Setelah kepergian Ben, Rosalie bergegas mengganti pakaian. Ia sendiri harus pergi ke butik dan bekerja.
Sebagai seorang designer juga pemilik butik dengan brand terkenal, Rosalie termasuk wanita yang sangat sukses. Karir, kejayaan dan kekayaan selalu mengiringi setiap langkahnya.
Semua orang memandang iri pada kehidupan Rosalie. Ia mendapatkan segala yang ia inginkan, termasuk suami yang tampan dan kaya. Namun tidak ada yang tahu penderitaan apa yang disembunyikan oleh wanita itu.

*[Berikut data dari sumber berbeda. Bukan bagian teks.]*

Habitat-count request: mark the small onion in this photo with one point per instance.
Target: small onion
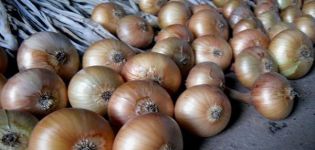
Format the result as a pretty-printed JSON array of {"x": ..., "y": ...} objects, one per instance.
[
  {"x": 151, "y": 131},
  {"x": 135, "y": 31},
  {"x": 108, "y": 15},
  {"x": 136, "y": 98},
  {"x": 92, "y": 87},
  {"x": 153, "y": 66},
  {"x": 16, "y": 128},
  {"x": 108, "y": 52},
  {"x": 176, "y": 30},
  {"x": 207, "y": 22},
  {"x": 203, "y": 110},
  {"x": 3, "y": 61},
  {"x": 251, "y": 63},
  {"x": 180, "y": 51},
  {"x": 290, "y": 13},
  {"x": 214, "y": 49},
  {"x": 276, "y": 29},
  {"x": 151, "y": 6},
  {"x": 36, "y": 90},
  {"x": 51, "y": 51},
  {"x": 306, "y": 24},
  {"x": 173, "y": 12},
  {"x": 273, "y": 96},
  {"x": 294, "y": 53},
  {"x": 72, "y": 129},
  {"x": 206, "y": 73}
]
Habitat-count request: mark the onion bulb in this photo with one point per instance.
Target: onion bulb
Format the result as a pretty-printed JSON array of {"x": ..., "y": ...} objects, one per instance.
[
  {"x": 153, "y": 131},
  {"x": 294, "y": 53},
  {"x": 92, "y": 87},
  {"x": 176, "y": 30},
  {"x": 251, "y": 63},
  {"x": 36, "y": 90},
  {"x": 273, "y": 96},
  {"x": 214, "y": 49},
  {"x": 248, "y": 38},
  {"x": 173, "y": 12},
  {"x": 207, "y": 22},
  {"x": 75, "y": 129},
  {"x": 135, "y": 31},
  {"x": 306, "y": 24},
  {"x": 180, "y": 51},
  {"x": 49, "y": 50},
  {"x": 136, "y": 98},
  {"x": 203, "y": 110},
  {"x": 151, "y": 6},
  {"x": 206, "y": 73},
  {"x": 16, "y": 128},
  {"x": 3, "y": 61},
  {"x": 108, "y": 15},
  {"x": 108, "y": 52},
  {"x": 153, "y": 66}
]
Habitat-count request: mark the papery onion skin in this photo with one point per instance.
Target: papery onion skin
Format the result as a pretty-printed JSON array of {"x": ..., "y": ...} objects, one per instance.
[
  {"x": 248, "y": 38},
  {"x": 153, "y": 66},
  {"x": 294, "y": 53},
  {"x": 176, "y": 30},
  {"x": 108, "y": 15},
  {"x": 214, "y": 49},
  {"x": 16, "y": 128},
  {"x": 49, "y": 50},
  {"x": 272, "y": 96},
  {"x": 206, "y": 73},
  {"x": 74, "y": 129},
  {"x": 135, "y": 31},
  {"x": 203, "y": 110},
  {"x": 180, "y": 51},
  {"x": 3, "y": 61},
  {"x": 207, "y": 22},
  {"x": 108, "y": 52},
  {"x": 154, "y": 131},
  {"x": 36, "y": 90},
  {"x": 136, "y": 98},
  {"x": 251, "y": 63},
  {"x": 173, "y": 12},
  {"x": 92, "y": 87}
]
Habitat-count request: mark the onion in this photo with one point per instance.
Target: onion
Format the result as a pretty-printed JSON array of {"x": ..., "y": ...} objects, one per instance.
[
  {"x": 75, "y": 129},
  {"x": 36, "y": 90},
  {"x": 108, "y": 52}
]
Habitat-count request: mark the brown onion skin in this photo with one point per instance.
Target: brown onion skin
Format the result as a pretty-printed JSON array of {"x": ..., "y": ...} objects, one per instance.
[
  {"x": 306, "y": 24},
  {"x": 294, "y": 53},
  {"x": 92, "y": 87},
  {"x": 66, "y": 128},
  {"x": 135, "y": 31},
  {"x": 36, "y": 90},
  {"x": 203, "y": 110},
  {"x": 180, "y": 51},
  {"x": 49, "y": 50},
  {"x": 136, "y": 98},
  {"x": 3, "y": 61},
  {"x": 153, "y": 66},
  {"x": 176, "y": 30},
  {"x": 108, "y": 15},
  {"x": 206, "y": 73},
  {"x": 207, "y": 22},
  {"x": 251, "y": 63},
  {"x": 273, "y": 96},
  {"x": 248, "y": 38},
  {"x": 109, "y": 53},
  {"x": 214, "y": 49},
  {"x": 173, "y": 12},
  {"x": 154, "y": 131}
]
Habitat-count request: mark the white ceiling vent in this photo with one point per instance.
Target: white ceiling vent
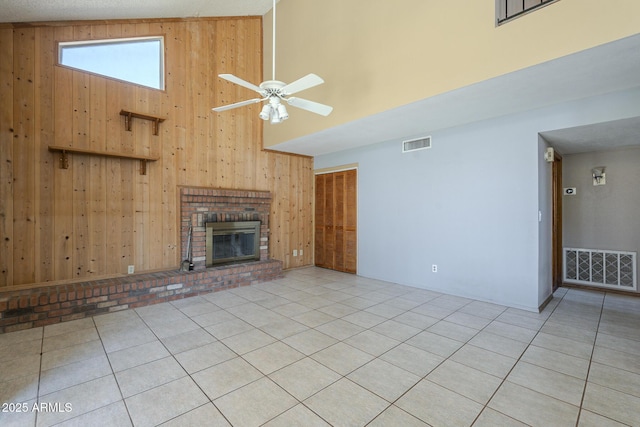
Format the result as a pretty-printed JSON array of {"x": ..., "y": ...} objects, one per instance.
[{"x": 416, "y": 144}]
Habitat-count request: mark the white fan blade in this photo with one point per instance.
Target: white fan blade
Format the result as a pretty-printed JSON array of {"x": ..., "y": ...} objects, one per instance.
[
  {"x": 306, "y": 82},
  {"x": 239, "y": 81},
  {"x": 237, "y": 104},
  {"x": 314, "y": 107}
]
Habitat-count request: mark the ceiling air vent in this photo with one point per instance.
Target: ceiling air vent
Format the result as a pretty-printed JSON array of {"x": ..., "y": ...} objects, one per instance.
[{"x": 416, "y": 144}]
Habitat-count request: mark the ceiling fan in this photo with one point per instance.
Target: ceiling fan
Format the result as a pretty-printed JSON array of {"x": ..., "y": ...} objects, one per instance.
[{"x": 276, "y": 91}]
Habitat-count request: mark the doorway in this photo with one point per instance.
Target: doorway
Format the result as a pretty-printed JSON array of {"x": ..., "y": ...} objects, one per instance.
[
  {"x": 556, "y": 220},
  {"x": 336, "y": 220}
]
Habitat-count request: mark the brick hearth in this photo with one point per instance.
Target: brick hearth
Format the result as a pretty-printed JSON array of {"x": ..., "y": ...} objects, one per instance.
[{"x": 24, "y": 307}]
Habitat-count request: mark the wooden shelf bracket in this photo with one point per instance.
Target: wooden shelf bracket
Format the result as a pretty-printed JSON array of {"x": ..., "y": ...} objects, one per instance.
[
  {"x": 64, "y": 160},
  {"x": 129, "y": 116}
]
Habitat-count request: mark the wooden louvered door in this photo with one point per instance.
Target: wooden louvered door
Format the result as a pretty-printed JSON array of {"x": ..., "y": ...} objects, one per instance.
[{"x": 336, "y": 221}]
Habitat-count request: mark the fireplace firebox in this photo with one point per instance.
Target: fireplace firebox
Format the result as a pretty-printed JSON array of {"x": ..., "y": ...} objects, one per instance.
[{"x": 232, "y": 242}]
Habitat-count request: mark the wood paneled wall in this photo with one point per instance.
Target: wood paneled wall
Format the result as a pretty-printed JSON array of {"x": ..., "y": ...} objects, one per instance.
[{"x": 101, "y": 215}]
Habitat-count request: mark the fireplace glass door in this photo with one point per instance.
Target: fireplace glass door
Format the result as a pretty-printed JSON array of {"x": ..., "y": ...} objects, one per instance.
[{"x": 232, "y": 242}]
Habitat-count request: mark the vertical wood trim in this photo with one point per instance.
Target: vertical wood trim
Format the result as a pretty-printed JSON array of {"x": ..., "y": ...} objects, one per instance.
[{"x": 6, "y": 156}]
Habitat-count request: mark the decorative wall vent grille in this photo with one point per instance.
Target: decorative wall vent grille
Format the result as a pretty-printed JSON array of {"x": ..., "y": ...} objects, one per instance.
[
  {"x": 416, "y": 144},
  {"x": 611, "y": 269}
]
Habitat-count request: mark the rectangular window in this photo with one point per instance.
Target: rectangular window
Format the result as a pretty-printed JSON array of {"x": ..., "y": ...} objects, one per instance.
[
  {"x": 138, "y": 60},
  {"x": 507, "y": 10}
]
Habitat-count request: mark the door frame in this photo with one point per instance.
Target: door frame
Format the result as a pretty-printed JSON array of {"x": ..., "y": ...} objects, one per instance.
[{"x": 556, "y": 221}]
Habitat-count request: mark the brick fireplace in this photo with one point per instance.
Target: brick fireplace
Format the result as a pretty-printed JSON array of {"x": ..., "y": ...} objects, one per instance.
[{"x": 200, "y": 206}]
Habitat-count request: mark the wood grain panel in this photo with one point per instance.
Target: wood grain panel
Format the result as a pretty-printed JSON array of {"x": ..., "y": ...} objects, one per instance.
[
  {"x": 101, "y": 215},
  {"x": 6, "y": 156}
]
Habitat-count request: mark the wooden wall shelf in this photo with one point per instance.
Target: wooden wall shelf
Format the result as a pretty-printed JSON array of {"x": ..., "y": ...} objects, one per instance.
[
  {"x": 64, "y": 161},
  {"x": 128, "y": 116}
]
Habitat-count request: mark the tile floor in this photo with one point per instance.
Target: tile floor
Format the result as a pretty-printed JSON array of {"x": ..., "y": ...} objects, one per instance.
[{"x": 321, "y": 348}]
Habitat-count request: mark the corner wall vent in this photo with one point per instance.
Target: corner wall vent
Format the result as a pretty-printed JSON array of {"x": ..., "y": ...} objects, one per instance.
[{"x": 416, "y": 144}]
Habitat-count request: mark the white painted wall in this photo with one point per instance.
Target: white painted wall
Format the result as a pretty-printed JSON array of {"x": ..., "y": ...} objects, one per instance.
[{"x": 469, "y": 204}]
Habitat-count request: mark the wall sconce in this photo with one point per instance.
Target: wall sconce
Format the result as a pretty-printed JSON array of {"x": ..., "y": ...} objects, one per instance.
[{"x": 599, "y": 177}]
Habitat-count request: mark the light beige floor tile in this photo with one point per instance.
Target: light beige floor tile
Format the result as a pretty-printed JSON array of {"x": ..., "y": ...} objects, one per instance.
[
  {"x": 338, "y": 310},
  {"x": 103, "y": 391},
  {"x": 499, "y": 344},
  {"x": 372, "y": 342},
  {"x": 284, "y": 328},
  {"x": 226, "y": 377},
  {"x": 490, "y": 418},
  {"x": 617, "y": 359},
  {"x": 75, "y": 353},
  {"x": 265, "y": 399},
  {"x": 484, "y": 360},
  {"x": 313, "y": 318},
  {"x": 310, "y": 341},
  {"x": 345, "y": 403},
  {"x": 16, "y": 368},
  {"x": 138, "y": 355},
  {"x": 565, "y": 331},
  {"x": 68, "y": 339},
  {"x": 483, "y": 309},
  {"x": 248, "y": 341},
  {"x": 412, "y": 359},
  {"x": 291, "y": 309},
  {"x": 188, "y": 340},
  {"x": 340, "y": 329},
  {"x": 25, "y": 416},
  {"x": 589, "y": 419},
  {"x": 145, "y": 377},
  {"x": 612, "y": 404},
  {"x": 364, "y": 319},
  {"x": 342, "y": 358},
  {"x": 72, "y": 374},
  {"x": 204, "y": 357},
  {"x": 273, "y": 357},
  {"x": 20, "y": 349},
  {"x": 472, "y": 383},
  {"x": 304, "y": 378},
  {"x": 416, "y": 320},
  {"x": 126, "y": 339},
  {"x": 442, "y": 408},
  {"x": 433, "y": 343},
  {"x": 174, "y": 327},
  {"x": 19, "y": 389},
  {"x": 556, "y": 361},
  {"x": 11, "y": 338},
  {"x": 205, "y": 415},
  {"x": 563, "y": 345},
  {"x": 619, "y": 344},
  {"x": 209, "y": 319},
  {"x": 614, "y": 378},
  {"x": 67, "y": 327},
  {"x": 114, "y": 414},
  {"x": 521, "y": 319},
  {"x": 468, "y": 320},
  {"x": 299, "y": 415},
  {"x": 514, "y": 332},
  {"x": 394, "y": 416},
  {"x": 384, "y": 379},
  {"x": 560, "y": 386},
  {"x": 229, "y": 328},
  {"x": 396, "y": 330},
  {"x": 453, "y": 331},
  {"x": 165, "y": 402},
  {"x": 533, "y": 408}
]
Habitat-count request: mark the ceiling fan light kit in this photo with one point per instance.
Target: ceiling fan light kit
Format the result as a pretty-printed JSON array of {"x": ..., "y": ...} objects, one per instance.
[{"x": 276, "y": 91}]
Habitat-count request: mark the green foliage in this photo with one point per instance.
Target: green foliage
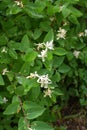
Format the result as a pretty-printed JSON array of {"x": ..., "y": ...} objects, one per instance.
[{"x": 43, "y": 61}]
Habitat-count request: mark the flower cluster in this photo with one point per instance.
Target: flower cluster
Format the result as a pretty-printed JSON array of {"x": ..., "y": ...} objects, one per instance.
[
  {"x": 19, "y": 3},
  {"x": 5, "y": 100},
  {"x": 44, "y": 81},
  {"x": 4, "y": 50},
  {"x": 46, "y": 46},
  {"x": 82, "y": 34},
  {"x": 61, "y": 33}
]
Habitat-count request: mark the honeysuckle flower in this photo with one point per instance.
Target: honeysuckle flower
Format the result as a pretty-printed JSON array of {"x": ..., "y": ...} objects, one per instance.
[
  {"x": 44, "y": 81},
  {"x": 47, "y": 92},
  {"x": 40, "y": 45},
  {"x": 43, "y": 54},
  {"x": 85, "y": 32},
  {"x": 19, "y": 3},
  {"x": 76, "y": 53},
  {"x": 49, "y": 45},
  {"x": 5, "y": 100},
  {"x": 81, "y": 34},
  {"x": 61, "y": 8},
  {"x": 61, "y": 33},
  {"x": 33, "y": 75},
  {"x": 4, "y": 50},
  {"x": 4, "y": 71}
]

Setelah sampai di butik, Rosalie mendapat kabar mengejutkan. Sebuah kabar duka datang dari kedua orang tuanya, rupanya nenek Rosalie telah meninggal, membuat wanita itu hampir kehilangan kesadaran.
Tanpa diduga, Ben sudah berada di depan butik dan menyusul sang istri ke ruangannya. Ia melihat Rosalie duduk lemas di lantai dengan ponsel di tangannya.
Ben segera mengangkat tubuh Rosalie dan memeluk wanita itu. Kabar ini pasti sangat melukai hati istrinya.
Tanpa menunggu lama, mereka memutuskan untuk pulang. Ben memesan dua tiket pesawat untuk keberangkatan mereka, Rosalie harus melihat wajah neneknya untuk yang terakhir kalinya.
🖤🖤🖤
Di kediaman keluarga Rosalie, wanita itu menangis saat melihat neneknya sudah tertidur lelap di dalam peti mati. Ben pun dengan sabar menenangkannya.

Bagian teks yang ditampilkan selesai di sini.